Теперь самое главное – переговорить с Рыбкиным так, чтоб не было рядом отца. Это еще большой вопрос, согласится ли Рыбкин пойти в школу вместо него…
Проблема переговоров с Рыбкиным тет-а-тет разрешилась сама собой: мы столкнулись возле нашей парадной. Он выгуливал Адку, сосредоточенно, словно работал на своем вальцовочном станке. Увидев меня, он, как равному, сказал мне со вздохом:
– Из заводской медсанчасти домой отправили: гипертонический криз, говорят, у меня.
– Обидно-то как! – обрадовался я. – А что это за кризис такой?

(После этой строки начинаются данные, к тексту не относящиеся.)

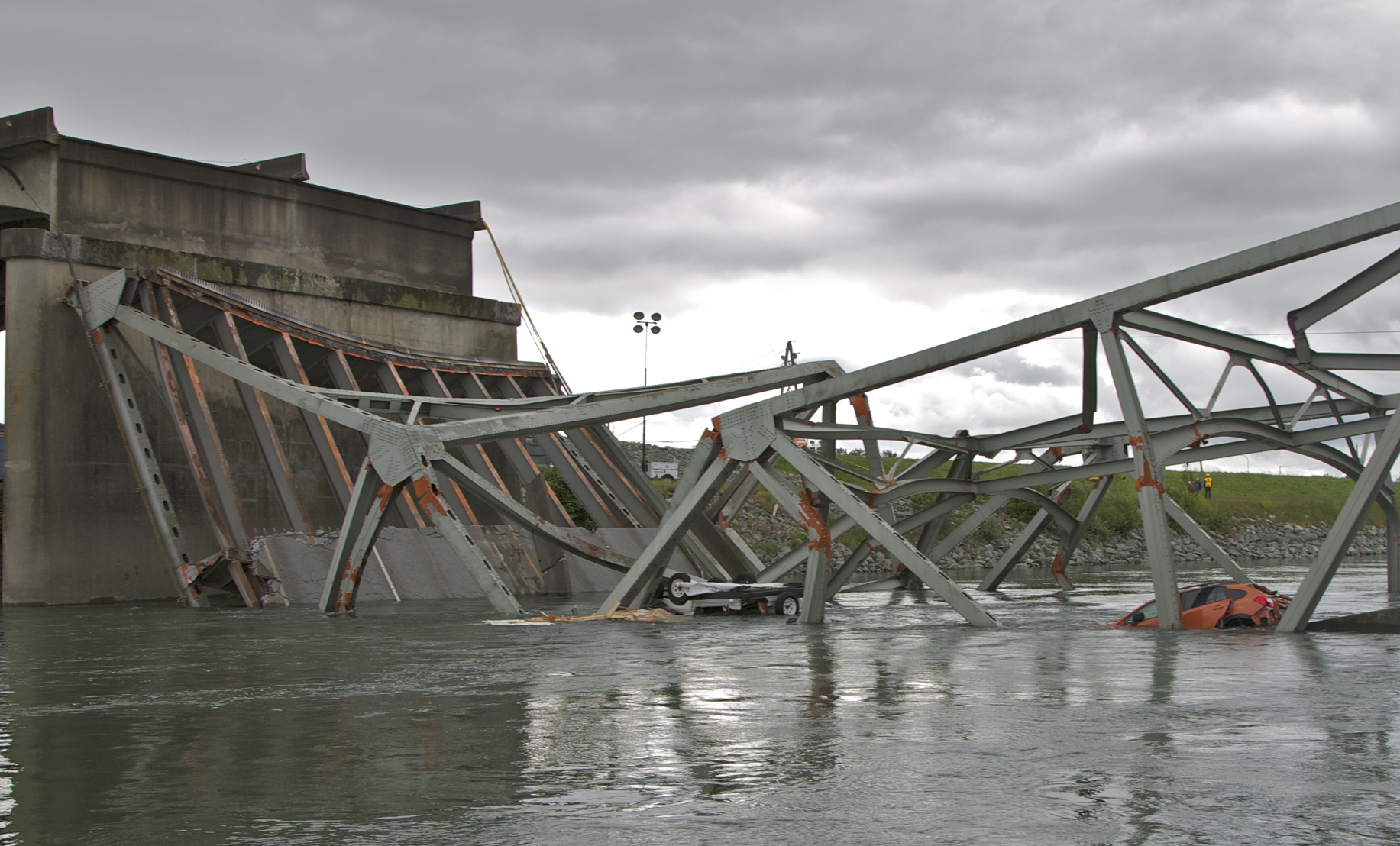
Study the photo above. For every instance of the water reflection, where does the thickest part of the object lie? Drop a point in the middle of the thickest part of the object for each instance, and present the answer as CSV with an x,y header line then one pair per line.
x,y
406,725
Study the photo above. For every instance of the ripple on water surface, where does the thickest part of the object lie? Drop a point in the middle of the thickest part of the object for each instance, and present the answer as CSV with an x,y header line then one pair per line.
x,y
408,725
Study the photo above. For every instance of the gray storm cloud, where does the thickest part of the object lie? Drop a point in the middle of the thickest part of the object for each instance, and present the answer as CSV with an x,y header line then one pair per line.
x,y
912,152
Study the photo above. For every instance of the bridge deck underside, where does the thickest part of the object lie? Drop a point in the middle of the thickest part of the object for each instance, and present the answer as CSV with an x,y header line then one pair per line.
x,y
361,436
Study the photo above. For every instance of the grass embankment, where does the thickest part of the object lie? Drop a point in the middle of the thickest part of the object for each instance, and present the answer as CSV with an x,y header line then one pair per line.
x,y
1305,500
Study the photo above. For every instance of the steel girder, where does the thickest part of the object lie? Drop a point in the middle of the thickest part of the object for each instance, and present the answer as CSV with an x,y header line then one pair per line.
x,y
443,439
1146,446
443,436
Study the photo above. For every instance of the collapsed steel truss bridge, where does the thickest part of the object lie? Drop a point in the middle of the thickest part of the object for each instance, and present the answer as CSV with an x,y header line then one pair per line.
x,y
430,428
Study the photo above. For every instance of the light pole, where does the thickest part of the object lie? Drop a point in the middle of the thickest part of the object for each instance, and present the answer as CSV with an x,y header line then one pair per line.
x,y
643,325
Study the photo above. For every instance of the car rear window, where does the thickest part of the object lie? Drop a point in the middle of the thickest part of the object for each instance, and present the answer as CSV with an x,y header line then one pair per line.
x,y
1215,593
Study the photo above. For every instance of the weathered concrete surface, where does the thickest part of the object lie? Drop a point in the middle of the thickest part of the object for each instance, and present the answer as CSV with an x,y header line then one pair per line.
x,y
75,524
76,528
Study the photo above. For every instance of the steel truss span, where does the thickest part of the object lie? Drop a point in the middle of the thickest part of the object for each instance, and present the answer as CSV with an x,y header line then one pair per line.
x,y
428,431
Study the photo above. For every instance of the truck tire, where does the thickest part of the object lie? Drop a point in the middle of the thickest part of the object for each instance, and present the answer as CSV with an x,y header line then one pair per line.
x,y
788,604
675,592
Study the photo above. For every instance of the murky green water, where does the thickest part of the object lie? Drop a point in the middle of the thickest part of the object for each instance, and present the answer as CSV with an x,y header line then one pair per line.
x,y
894,723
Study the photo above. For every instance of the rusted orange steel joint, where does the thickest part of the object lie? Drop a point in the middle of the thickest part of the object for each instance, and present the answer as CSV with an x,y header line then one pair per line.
x,y
813,523
1146,480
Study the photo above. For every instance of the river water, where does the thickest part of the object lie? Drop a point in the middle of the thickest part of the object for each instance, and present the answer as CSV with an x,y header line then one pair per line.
x,y
894,723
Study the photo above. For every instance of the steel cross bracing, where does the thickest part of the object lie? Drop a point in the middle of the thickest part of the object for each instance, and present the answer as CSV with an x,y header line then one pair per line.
x,y
443,433
435,439
1337,411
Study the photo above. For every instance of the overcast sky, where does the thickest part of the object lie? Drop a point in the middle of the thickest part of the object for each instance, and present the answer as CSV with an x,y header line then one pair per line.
x,y
860,178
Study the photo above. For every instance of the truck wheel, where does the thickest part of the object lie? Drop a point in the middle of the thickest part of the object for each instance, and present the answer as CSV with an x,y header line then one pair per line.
x,y
788,604
675,589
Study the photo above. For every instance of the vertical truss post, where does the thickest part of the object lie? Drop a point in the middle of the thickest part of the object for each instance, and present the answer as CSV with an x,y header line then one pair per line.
x,y
1204,541
1021,545
430,499
684,509
1392,552
186,438
143,461
1070,545
874,461
202,423
331,460
885,535
1148,476
805,509
264,429
364,518
344,379
1339,538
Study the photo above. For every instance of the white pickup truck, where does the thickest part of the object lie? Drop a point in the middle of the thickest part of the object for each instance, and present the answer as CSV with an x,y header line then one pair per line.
x,y
662,470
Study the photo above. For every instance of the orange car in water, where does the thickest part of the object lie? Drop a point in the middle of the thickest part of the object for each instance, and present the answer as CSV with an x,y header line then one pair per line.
x,y
1217,605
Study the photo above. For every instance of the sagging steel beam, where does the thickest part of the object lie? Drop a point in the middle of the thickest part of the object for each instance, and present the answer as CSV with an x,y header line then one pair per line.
x,y
1344,528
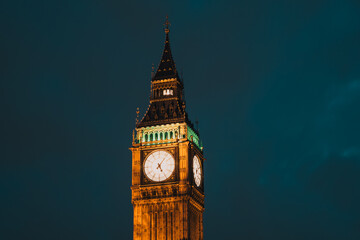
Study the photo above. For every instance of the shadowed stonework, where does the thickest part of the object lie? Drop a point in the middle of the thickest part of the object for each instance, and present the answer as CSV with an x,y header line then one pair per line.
x,y
167,162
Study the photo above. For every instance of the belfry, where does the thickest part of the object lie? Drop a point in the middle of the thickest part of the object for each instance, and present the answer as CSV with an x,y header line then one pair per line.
x,y
167,162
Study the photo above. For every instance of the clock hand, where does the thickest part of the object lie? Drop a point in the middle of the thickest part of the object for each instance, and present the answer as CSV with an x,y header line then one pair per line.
x,y
162,161
159,166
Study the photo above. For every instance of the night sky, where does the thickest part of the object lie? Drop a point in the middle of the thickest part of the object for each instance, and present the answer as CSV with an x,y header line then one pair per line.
x,y
275,86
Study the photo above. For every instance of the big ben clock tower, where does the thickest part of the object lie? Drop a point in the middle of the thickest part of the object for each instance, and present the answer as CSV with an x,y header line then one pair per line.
x,y
167,162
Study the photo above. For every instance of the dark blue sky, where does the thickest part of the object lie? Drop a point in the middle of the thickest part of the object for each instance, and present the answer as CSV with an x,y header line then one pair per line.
x,y
275,86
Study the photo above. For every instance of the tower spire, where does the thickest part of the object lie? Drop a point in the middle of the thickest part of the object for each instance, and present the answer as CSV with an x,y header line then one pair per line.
x,y
167,25
166,68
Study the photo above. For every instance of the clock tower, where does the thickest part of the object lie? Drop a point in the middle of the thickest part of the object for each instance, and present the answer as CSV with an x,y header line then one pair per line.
x,y
167,162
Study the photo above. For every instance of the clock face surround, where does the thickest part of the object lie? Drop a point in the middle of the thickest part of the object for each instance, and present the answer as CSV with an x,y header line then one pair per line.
x,y
197,171
159,165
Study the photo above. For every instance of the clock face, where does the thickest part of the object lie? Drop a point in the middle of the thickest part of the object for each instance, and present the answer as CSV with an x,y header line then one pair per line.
x,y
159,166
197,171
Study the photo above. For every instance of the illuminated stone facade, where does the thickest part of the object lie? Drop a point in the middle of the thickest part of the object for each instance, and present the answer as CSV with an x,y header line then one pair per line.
x,y
171,209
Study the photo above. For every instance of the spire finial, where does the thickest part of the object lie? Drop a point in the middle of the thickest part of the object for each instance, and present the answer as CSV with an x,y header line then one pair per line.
x,y
167,24
137,115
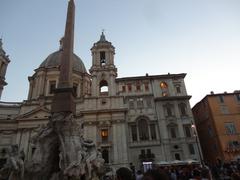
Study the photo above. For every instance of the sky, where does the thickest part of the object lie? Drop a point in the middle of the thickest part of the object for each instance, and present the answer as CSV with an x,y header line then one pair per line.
x,y
197,37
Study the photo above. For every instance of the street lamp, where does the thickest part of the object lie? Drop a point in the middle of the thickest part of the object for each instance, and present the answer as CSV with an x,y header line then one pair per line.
x,y
197,142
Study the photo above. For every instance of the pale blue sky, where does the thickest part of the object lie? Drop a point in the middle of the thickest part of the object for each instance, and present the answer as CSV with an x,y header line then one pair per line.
x,y
197,37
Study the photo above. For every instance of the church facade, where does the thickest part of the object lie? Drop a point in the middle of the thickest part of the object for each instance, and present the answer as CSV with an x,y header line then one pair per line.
x,y
143,119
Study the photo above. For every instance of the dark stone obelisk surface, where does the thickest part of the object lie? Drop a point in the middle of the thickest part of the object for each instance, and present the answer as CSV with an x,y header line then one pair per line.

– Сказали, не кризис, а криз. Это когда давление высокое. Пора завязывать с пьянкой и с нервными переживаниями. А как это сделать, ума не приложу.
– Так, жениться вам надо, дядя Рыбкин, – сходу пошел я в генеральное наступление.
Рыбкин поморщился, словно гипертонический криз находился у него во рту:
– Глупости только не говори. Какой на хрен жениться? Какая дура за меня пойдет?
– Да есть тут одна на примете, – загадочно сказал я, чувствуя, что меня обволакивает опять то странное состояние, которое я уже испытал во время разговора с Клавдией Сергеевной. – Очень хороший человек. И симпатичная, кажется, – чуть не выдал я своего сомнения.